Colma Creek Restoration Plan

CLIENT: San Mateo County Environmental Services Agency
PARTNERS: California Native Plant Society, Watershed Project

In 2002, the California Native Plant Society’s Heart of the Mountain volunteer stewardship project began restoring native plant communities in the Colma Creek headwaters of San Bruno Mountain State & County Park. Volunteer stewards controlled invasive plants and propagated and installed native plantings in a small glade in the headwaters area. In 2004, the County received Proposition 12 funds to continue efforts initiated by the CA Native Plant Society and more fully restore the headwaters area.

Removing exotic invasives will raise the water table at Colma Creek allowing perennial year round steam flow in the headwaters area to further increase the habitat value of the area.

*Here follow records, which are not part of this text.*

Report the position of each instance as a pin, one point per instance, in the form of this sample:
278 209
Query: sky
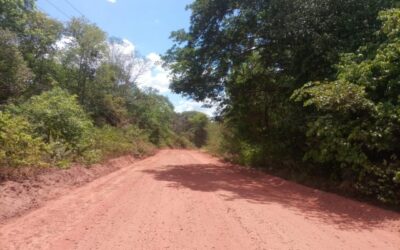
145 26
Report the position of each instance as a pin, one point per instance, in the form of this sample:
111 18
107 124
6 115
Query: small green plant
19 147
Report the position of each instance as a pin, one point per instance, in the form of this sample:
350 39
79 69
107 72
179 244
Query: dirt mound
17 197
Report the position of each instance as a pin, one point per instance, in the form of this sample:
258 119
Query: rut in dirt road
182 199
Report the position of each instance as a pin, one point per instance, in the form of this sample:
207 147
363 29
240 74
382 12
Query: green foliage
15 76
255 57
57 117
193 126
358 114
111 142
19 147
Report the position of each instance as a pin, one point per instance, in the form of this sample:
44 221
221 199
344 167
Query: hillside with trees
68 93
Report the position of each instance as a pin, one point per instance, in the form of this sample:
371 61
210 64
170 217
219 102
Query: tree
357 127
85 48
15 76
57 116
250 56
193 125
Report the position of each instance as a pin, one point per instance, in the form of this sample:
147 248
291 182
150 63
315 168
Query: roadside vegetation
68 93
307 87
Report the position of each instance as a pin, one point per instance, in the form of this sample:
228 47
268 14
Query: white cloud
190 105
157 76
125 47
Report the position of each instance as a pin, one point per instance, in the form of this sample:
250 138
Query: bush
59 119
18 145
111 142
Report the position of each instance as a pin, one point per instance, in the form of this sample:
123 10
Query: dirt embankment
18 197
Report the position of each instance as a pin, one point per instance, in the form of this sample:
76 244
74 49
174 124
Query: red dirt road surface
181 199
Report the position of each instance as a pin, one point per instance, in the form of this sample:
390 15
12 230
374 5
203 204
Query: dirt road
188 200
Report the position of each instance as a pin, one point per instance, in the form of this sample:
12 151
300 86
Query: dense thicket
252 56
68 92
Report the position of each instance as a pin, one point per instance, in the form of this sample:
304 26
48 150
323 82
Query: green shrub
19 147
59 119
111 142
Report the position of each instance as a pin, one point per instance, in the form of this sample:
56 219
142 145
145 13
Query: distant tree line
68 92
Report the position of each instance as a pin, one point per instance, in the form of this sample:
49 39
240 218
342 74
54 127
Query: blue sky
144 24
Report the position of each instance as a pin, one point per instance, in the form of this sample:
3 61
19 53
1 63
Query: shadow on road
237 183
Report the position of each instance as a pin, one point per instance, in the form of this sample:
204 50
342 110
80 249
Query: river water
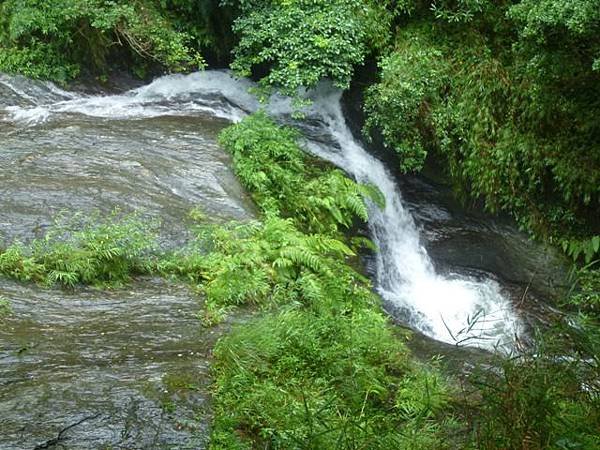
131 365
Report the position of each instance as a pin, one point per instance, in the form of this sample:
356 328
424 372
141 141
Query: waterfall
453 308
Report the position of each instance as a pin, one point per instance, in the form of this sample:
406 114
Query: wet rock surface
130 365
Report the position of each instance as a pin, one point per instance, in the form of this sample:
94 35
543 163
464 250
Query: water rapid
453 308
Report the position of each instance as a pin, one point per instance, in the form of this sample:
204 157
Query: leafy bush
301 42
57 39
284 181
298 380
5 308
93 252
509 98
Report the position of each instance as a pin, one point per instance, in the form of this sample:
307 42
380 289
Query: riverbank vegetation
503 94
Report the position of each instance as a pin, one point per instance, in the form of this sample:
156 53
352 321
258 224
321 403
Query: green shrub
303 42
57 39
300 380
285 181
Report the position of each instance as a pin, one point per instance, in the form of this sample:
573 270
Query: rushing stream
107 359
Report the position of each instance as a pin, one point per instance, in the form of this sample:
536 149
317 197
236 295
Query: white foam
453 309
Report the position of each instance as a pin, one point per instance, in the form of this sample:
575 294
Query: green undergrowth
60 39
322 368
80 250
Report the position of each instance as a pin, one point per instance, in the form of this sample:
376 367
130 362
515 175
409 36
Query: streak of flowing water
451 308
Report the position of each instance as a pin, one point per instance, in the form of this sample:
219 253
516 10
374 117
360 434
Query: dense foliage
325 371
295 44
57 39
508 93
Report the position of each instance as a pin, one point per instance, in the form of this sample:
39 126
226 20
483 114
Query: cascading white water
454 309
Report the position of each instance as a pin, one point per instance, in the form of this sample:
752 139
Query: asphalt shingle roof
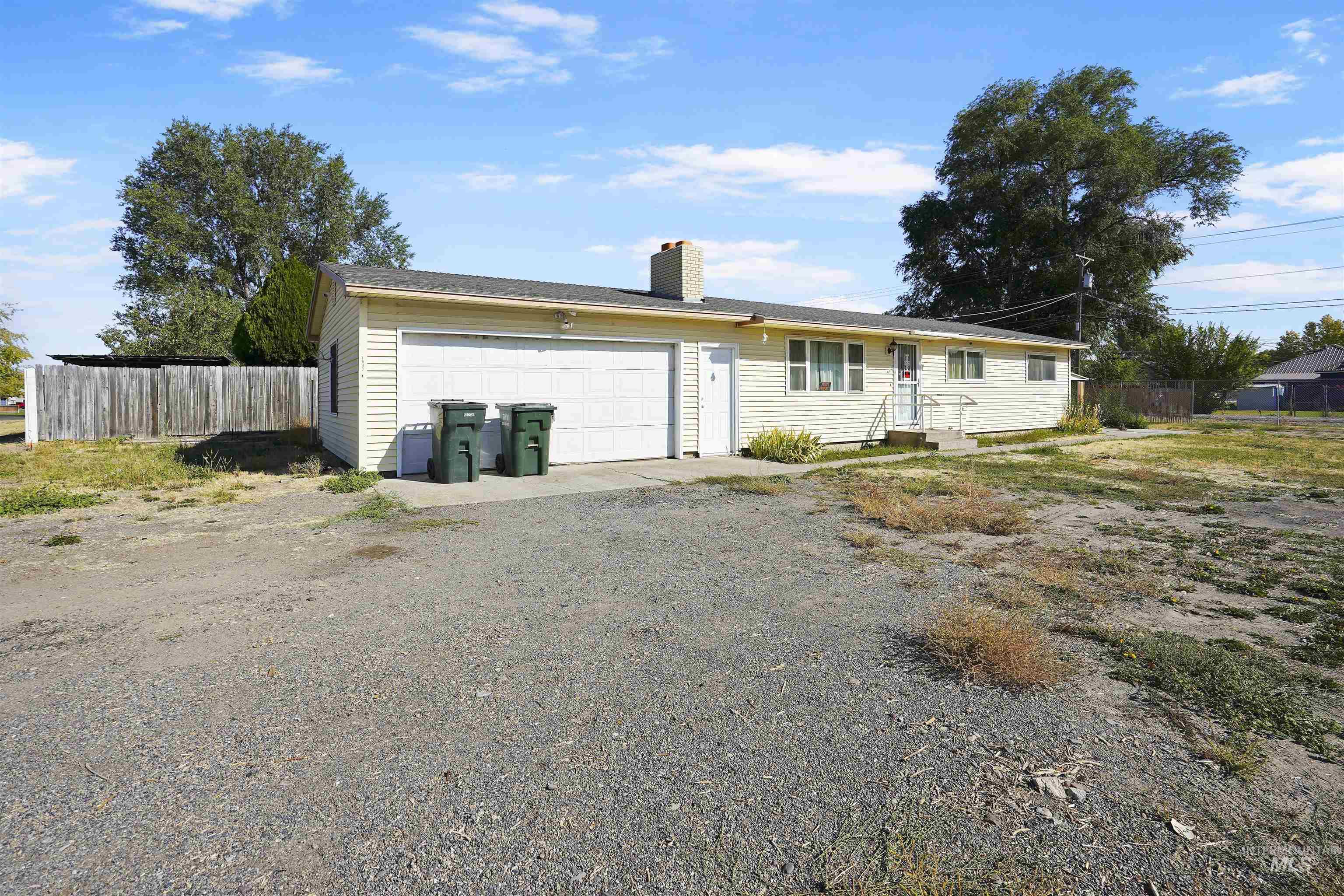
1308 367
473 285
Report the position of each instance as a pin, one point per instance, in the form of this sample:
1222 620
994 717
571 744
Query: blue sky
565 141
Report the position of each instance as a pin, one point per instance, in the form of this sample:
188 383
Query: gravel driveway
655 691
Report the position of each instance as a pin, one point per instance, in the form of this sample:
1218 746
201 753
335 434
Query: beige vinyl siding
763 368
1006 399
340 324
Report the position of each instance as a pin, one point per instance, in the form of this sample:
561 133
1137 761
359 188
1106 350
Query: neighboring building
1306 368
143 360
662 373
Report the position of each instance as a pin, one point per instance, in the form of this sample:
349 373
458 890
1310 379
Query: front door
717 396
905 371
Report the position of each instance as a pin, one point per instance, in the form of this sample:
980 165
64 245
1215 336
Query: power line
1214 280
1252 230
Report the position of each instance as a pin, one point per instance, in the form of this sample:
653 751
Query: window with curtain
819 366
966 364
1041 368
855 366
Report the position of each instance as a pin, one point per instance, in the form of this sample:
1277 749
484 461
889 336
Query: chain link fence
1159 401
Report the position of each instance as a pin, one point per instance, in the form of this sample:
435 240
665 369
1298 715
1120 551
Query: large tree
1035 174
13 354
189 320
1215 360
273 329
218 209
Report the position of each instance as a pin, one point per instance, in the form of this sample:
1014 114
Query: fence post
30 406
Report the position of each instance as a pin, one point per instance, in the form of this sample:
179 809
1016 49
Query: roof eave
488 299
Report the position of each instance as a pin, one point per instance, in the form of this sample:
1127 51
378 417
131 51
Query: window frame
807 366
332 374
1042 357
947 360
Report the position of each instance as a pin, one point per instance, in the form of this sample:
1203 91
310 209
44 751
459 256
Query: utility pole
1085 281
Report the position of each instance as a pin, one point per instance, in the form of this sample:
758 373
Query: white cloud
21 164
799 168
284 70
572 27
1306 38
217 10
137 29
81 226
1313 185
1268 89
1326 284
752 261
487 179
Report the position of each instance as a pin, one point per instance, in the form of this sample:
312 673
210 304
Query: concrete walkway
578 479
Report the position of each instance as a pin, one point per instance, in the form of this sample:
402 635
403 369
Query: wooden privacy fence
168 402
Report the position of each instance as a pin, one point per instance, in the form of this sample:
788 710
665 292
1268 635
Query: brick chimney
678 272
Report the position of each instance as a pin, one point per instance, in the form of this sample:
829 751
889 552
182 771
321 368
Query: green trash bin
525 440
456 452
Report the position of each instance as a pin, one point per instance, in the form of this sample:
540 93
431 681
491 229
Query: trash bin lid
525 406
458 403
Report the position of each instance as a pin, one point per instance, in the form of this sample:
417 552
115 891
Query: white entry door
905 373
613 401
718 393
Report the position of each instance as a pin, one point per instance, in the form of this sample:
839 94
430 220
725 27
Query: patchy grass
43 499
350 481
429 526
308 466
1253 693
967 507
60 540
777 484
378 507
862 539
1018 438
857 455
994 647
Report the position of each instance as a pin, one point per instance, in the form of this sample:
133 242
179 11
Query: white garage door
613 401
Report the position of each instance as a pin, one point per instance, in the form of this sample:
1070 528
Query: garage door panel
613 399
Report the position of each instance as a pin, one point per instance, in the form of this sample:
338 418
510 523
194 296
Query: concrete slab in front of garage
574 479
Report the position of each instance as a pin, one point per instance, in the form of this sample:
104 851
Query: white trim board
678 354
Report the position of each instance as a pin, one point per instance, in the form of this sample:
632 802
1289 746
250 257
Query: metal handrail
962 406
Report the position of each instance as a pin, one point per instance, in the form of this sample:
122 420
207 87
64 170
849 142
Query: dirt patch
377 551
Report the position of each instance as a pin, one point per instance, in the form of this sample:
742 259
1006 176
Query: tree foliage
189 320
13 354
273 329
1209 354
1315 336
218 209
1038 172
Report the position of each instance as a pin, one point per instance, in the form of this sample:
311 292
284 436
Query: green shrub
349 481
785 446
1080 420
43 499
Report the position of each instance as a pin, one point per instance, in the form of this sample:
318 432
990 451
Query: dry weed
994 647
968 508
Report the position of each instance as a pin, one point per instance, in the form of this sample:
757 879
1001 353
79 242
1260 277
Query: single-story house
1307 368
658 373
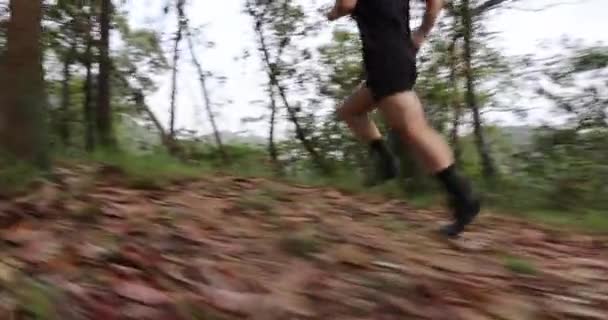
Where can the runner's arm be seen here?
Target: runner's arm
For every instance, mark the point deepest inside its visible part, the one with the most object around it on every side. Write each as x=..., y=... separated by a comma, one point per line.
x=341, y=8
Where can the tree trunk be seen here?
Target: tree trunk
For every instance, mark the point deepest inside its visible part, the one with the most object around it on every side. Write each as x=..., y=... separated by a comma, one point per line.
x=274, y=81
x=203, y=81
x=64, y=118
x=23, y=118
x=455, y=97
x=178, y=39
x=104, y=110
x=487, y=162
x=88, y=111
x=272, y=148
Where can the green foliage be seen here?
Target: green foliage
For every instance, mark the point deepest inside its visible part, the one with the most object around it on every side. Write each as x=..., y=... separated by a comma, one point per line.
x=16, y=176
x=520, y=266
x=37, y=301
x=149, y=171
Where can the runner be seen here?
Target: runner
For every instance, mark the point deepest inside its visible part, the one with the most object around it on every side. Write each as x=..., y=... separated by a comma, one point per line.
x=389, y=57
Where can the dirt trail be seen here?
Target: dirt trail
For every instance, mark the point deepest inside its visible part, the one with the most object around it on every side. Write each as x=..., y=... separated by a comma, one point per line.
x=233, y=248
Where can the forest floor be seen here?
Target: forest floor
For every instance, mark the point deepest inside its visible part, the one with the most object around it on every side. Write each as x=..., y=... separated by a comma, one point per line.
x=86, y=246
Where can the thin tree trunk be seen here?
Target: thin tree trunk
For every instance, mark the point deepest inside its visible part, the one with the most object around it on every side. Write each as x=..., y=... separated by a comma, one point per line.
x=104, y=109
x=273, y=77
x=203, y=81
x=141, y=104
x=88, y=111
x=455, y=99
x=23, y=118
x=64, y=122
x=487, y=162
x=176, y=56
x=272, y=149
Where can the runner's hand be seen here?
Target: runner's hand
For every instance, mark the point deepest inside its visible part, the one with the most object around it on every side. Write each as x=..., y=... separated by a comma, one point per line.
x=418, y=39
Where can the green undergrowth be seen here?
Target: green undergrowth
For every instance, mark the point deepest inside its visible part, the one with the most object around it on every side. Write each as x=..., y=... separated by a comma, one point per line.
x=16, y=177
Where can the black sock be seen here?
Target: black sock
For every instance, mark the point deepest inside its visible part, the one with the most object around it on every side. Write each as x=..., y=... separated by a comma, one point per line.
x=456, y=185
x=378, y=146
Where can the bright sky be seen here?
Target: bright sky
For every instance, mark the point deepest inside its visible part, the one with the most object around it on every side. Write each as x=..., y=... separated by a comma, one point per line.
x=231, y=31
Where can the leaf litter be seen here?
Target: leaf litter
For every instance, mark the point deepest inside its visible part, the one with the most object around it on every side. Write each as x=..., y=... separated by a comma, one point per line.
x=238, y=248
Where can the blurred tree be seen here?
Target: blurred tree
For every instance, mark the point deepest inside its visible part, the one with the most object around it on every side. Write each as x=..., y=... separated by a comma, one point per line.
x=23, y=118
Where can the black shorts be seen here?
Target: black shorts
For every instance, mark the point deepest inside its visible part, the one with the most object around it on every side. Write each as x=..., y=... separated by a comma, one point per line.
x=389, y=56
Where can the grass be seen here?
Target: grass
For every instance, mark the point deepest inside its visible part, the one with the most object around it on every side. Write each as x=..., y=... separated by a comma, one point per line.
x=149, y=171
x=520, y=266
x=37, y=301
x=15, y=178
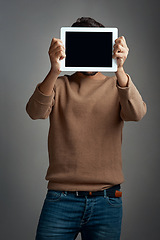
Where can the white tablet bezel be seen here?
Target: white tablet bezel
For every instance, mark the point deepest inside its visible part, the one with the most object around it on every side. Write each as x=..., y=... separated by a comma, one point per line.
x=114, y=30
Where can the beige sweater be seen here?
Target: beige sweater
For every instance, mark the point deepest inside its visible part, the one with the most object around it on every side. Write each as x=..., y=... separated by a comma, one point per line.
x=85, y=135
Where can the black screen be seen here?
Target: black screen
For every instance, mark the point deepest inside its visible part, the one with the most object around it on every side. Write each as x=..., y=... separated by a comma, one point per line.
x=88, y=49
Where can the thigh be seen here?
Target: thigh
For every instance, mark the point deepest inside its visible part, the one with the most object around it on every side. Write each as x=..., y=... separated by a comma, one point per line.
x=106, y=219
x=55, y=222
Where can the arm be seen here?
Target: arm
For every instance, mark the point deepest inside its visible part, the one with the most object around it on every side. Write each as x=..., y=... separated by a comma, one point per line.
x=133, y=108
x=41, y=102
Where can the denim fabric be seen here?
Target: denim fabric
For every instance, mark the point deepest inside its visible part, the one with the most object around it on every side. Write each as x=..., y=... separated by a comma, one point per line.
x=64, y=215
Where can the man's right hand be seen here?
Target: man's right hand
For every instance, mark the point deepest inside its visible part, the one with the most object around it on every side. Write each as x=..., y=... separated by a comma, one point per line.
x=56, y=53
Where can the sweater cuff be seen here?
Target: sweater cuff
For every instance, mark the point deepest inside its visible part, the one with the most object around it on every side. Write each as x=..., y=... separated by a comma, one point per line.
x=125, y=90
x=41, y=97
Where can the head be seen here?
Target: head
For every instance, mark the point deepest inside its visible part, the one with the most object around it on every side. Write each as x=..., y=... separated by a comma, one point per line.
x=87, y=22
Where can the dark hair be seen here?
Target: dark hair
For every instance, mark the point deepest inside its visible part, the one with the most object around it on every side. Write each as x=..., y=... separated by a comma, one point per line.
x=86, y=22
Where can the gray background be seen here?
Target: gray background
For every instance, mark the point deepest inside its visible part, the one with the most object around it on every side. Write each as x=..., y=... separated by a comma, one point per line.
x=27, y=28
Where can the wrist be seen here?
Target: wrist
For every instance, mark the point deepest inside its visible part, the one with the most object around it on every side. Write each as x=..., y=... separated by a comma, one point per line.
x=122, y=77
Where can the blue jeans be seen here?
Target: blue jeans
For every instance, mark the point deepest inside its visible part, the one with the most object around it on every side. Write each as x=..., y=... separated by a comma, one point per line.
x=64, y=215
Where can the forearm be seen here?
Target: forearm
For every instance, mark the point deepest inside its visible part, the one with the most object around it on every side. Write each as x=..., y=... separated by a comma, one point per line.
x=46, y=87
x=122, y=77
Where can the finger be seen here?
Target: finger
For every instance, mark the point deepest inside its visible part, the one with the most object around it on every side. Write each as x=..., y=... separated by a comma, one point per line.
x=56, y=47
x=120, y=49
x=119, y=55
x=60, y=54
x=56, y=41
x=121, y=40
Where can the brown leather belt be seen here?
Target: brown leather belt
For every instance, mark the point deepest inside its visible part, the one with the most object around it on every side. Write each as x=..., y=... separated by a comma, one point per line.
x=110, y=192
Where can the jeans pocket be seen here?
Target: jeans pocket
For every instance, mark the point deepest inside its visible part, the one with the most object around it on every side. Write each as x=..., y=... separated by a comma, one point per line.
x=114, y=201
x=53, y=195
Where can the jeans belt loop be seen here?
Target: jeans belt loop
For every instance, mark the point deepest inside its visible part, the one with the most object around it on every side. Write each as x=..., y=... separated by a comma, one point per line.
x=105, y=193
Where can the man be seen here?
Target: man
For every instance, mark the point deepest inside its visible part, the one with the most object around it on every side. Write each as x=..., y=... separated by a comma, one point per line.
x=87, y=111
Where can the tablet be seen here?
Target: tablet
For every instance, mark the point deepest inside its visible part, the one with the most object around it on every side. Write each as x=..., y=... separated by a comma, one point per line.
x=88, y=49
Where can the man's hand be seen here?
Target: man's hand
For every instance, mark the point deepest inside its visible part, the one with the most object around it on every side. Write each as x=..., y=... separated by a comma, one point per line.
x=56, y=53
x=120, y=51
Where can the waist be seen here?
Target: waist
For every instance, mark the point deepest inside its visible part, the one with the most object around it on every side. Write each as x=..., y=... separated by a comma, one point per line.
x=110, y=192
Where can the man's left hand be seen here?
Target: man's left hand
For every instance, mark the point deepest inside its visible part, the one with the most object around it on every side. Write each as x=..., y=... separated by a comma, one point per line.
x=120, y=51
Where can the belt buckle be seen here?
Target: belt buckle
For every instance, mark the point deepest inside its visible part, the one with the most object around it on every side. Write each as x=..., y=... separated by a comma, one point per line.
x=77, y=194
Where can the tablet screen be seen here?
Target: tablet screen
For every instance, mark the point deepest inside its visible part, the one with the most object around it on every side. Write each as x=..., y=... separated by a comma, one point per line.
x=88, y=49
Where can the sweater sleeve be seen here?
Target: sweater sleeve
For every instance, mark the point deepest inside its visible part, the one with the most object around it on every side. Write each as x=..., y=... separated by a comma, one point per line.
x=40, y=105
x=133, y=108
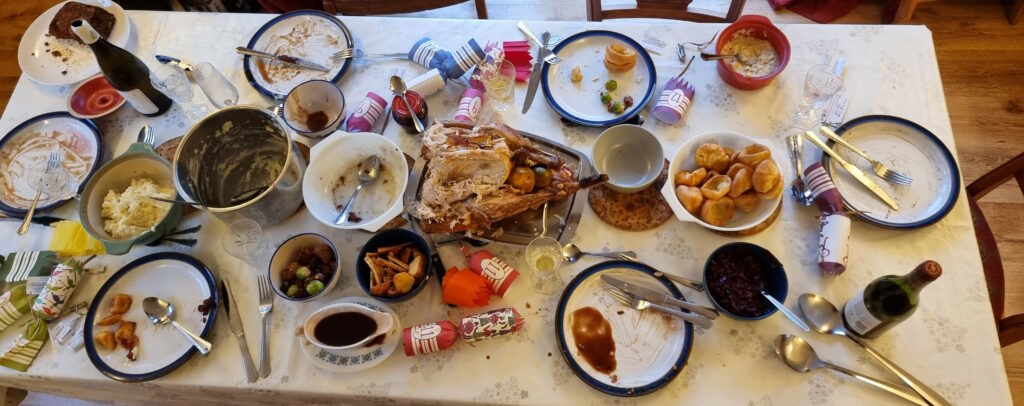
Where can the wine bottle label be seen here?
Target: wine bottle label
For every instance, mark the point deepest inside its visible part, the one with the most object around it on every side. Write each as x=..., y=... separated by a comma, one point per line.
x=137, y=99
x=857, y=317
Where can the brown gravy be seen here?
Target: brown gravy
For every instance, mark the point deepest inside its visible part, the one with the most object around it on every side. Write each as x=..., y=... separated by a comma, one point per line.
x=316, y=121
x=593, y=338
x=344, y=328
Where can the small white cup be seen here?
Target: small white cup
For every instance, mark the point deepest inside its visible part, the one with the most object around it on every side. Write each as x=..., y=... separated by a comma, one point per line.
x=310, y=97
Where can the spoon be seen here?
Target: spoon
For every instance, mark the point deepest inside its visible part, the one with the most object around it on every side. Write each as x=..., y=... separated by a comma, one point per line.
x=823, y=317
x=161, y=312
x=571, y=253
x=800, y=356
x=785, y=311
x=369, y=170
x=398, y=88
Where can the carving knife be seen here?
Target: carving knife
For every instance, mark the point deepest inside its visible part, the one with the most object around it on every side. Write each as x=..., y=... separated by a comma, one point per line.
x=657, y=296
x=856, y=172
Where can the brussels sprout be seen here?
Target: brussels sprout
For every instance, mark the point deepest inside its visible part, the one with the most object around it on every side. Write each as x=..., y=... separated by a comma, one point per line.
x=302, y=273
x=314, y=287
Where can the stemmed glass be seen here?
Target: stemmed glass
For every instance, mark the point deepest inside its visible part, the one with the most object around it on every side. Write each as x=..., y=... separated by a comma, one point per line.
x=172, y=81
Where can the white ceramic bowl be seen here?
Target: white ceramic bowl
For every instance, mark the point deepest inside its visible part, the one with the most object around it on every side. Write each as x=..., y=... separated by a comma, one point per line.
x=683, y=159
x=287, y=251
x=310, y=97
x=631, y=156
x=336, y=157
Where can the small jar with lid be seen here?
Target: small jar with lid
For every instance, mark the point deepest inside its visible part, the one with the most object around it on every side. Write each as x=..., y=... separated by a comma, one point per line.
x=400, y=112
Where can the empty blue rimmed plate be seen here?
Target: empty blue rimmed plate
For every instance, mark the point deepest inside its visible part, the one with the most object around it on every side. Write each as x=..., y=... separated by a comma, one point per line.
x=905, y=147
x=650, y=348
x=310, y=35
x=581, y=102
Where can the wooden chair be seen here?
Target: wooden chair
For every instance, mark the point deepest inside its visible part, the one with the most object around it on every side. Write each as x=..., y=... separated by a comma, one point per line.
x=374, y=7
x=1011, y=328
x=673, y=9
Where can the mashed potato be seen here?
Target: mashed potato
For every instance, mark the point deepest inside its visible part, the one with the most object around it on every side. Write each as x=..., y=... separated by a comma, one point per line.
x=129, y=213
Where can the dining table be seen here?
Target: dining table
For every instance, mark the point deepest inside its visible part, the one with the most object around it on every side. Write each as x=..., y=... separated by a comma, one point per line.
x=950, y=342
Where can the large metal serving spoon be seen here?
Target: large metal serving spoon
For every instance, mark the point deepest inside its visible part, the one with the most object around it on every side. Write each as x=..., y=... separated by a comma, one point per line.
x=398, y=88
x=369, y=171
x=822, y=316
x=161, y=312
x=800, y=356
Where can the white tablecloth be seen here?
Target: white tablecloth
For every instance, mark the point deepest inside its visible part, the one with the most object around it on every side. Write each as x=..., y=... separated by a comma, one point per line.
x=950, y=342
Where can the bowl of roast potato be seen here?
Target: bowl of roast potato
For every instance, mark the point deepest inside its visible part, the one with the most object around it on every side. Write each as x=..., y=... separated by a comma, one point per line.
x=726, y=181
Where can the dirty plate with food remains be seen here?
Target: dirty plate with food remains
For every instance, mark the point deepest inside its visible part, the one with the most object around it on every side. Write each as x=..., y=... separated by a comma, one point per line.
x=179, y=279
x=310, y=35
x=333, y=175
x=354, y=360
x=613, y=348
x=581, y=100
x=24, y=153
x=54, y=62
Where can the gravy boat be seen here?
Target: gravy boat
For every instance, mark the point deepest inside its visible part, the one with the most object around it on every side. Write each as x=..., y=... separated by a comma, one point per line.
x=384, y=323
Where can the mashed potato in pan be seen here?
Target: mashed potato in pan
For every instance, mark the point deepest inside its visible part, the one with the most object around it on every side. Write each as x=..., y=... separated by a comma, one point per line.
x=129, y=213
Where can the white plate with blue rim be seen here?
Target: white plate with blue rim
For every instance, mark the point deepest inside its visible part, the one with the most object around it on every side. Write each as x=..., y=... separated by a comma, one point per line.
x=177, y=278
x=650, y=348
x=49, y=61
x=311, y=35
x=905, y=147
x=581, y=102
x=354, y=360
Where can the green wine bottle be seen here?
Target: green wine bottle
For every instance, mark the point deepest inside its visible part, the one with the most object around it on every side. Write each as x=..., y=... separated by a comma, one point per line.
x=888, y=300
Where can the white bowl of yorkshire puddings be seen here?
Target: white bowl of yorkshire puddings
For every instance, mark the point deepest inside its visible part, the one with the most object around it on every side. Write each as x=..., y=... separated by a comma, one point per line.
x=726, y=181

In 2005, Shelterbelt was hired by San Mateo County to prepare a 3-year restoration plan for the project and facilitate public meetings for the project. Working closely with the Heart of the Mountain and San Mateo County planning staff, Shelterbelt prepared an ambitious plan to remove over 150 Eucalyptus trees and associated invasive understory plants, propagate and revegetate the area with native riparian plant species, protect the stream channel from erosion during the restoration project term and sustainably dispose of a vast quantity of vegetative debris. The removal of the Eucalyptus trees growing in and around the stream channel would provide enough light and space to establish native riparian plants like willow (Salix sp.) and dogwood (Cornus sp.) which would provide valuable habitat for native wildlife. The removal of the trees would raise the water table to allow perennial year round steam flow in the headwaters area further increasing the habitat value of the area. The surrounding project area would be revegetated with native coastal scrub and grassland species.